The Federal Circuit began by noting:  “Our precedent consistently warns against the improper use of a cross-appeal to reach issues that do not otherwise expand the scope of the judgment.”  Slip op. at 3.  The Court explained that a cross-appeal may only be filed “when a party seeks to enlarge its own rights under the judgment or to lessen the rights of its adversary under the judgment.”  Id. (quoting Bailey v.
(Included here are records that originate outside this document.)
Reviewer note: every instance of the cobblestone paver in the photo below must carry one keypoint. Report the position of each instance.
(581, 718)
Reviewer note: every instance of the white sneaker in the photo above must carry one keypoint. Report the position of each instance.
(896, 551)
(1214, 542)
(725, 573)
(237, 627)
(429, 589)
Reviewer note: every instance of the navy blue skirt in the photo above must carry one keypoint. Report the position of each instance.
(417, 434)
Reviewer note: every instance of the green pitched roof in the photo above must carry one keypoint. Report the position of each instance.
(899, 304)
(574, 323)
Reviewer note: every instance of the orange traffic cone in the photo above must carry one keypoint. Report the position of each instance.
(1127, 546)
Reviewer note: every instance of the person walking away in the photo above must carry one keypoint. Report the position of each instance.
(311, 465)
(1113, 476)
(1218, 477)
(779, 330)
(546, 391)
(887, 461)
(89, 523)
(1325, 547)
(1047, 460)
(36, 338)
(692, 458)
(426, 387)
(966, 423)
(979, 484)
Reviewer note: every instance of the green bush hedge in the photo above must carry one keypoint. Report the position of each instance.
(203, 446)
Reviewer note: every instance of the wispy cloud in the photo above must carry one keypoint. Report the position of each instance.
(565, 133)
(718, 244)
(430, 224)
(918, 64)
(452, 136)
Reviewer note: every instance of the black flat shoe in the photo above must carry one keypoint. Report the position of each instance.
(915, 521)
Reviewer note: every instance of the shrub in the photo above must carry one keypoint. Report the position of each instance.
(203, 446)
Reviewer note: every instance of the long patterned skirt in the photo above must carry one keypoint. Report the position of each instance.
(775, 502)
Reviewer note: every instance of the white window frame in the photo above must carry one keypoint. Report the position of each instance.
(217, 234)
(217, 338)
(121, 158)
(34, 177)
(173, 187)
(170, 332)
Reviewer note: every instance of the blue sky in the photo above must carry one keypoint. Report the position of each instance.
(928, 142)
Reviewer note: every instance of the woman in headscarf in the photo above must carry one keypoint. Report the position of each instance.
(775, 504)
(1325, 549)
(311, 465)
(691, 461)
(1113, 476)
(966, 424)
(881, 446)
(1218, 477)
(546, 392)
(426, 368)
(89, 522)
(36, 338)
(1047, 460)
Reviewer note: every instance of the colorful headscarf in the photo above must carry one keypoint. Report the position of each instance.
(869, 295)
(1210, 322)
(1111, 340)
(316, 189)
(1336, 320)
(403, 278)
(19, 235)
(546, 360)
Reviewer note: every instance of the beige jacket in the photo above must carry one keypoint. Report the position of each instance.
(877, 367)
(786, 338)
Dart Container Corp., 292 F.3d 1360, 1362 (Fed. Cir. 2002)).  The Court also explained the rationale behind its practice—“an unwarranted cross-appeal ‘unnecessarily expands the amount of briefing,’ and also gives ‘the appellee an unfair opportunity to file the final brief and have the final oral argument, contrary to established rules.’”  Id. (quoting Bailey, 292 F.3d at 1362).  The Federal Circuit noted that its practice does not limit the arguments that can be presented on appeal and that the responsive briefing is the proper means for raising alternative grounds for affirming a judgment.  In the Court’s view, this opportunity is thus substantively the same as that provided in other appellate circuits, even if the means used to do so differs in form.

Turning to the case at hand, the Federal Circuit reiterated that although the district court held all asserted claims invalid for obviousness and all patents-in-suit unenforceable for inequitable conduct, Apotex nevertheless filed a cross-appeal regarding (1) additional claims for invalidity and (2) claims of noninfringement directed to the same patent claims.  The Court stated that its precedent is clear: “‘Where, as here, the district court has entered a judgment of invalidity as to all of the asserted claims, there is no basis for a cross-appeal as to either (1) additional claims for invalidity or (2) claims of
non-infringement.’”  Id. at 4 (quoting TypeRight, 374 F.3d at 1157).  The Federal Circuit also rejected Apotex’s attempt to distinguish TypeRight, finding Apotex’s conduct particularly egregious because Aventis had explained that TypeRight prohibited the precise type of cross-appeal filed by Apotex.  Finally, the Court noted that even though it has not sua sponte struck every improperly filed cross-appeal, “[t]his infrequent leniency is not an invitation to flaunt [the Court’s] practice and precedent, and the improper use of a cross-appeal directly contrary to [the Court’s] precedent may meet with sanctions.”  Id. at 5. 

Accordingly, because Apotex’s cross-appeal, if successful, would not expand the scope of the district court’s judgment in Apotex’s favor, the Federal Court granted Aventis’s motion and dismissed Apotex’s improper cross-appeal.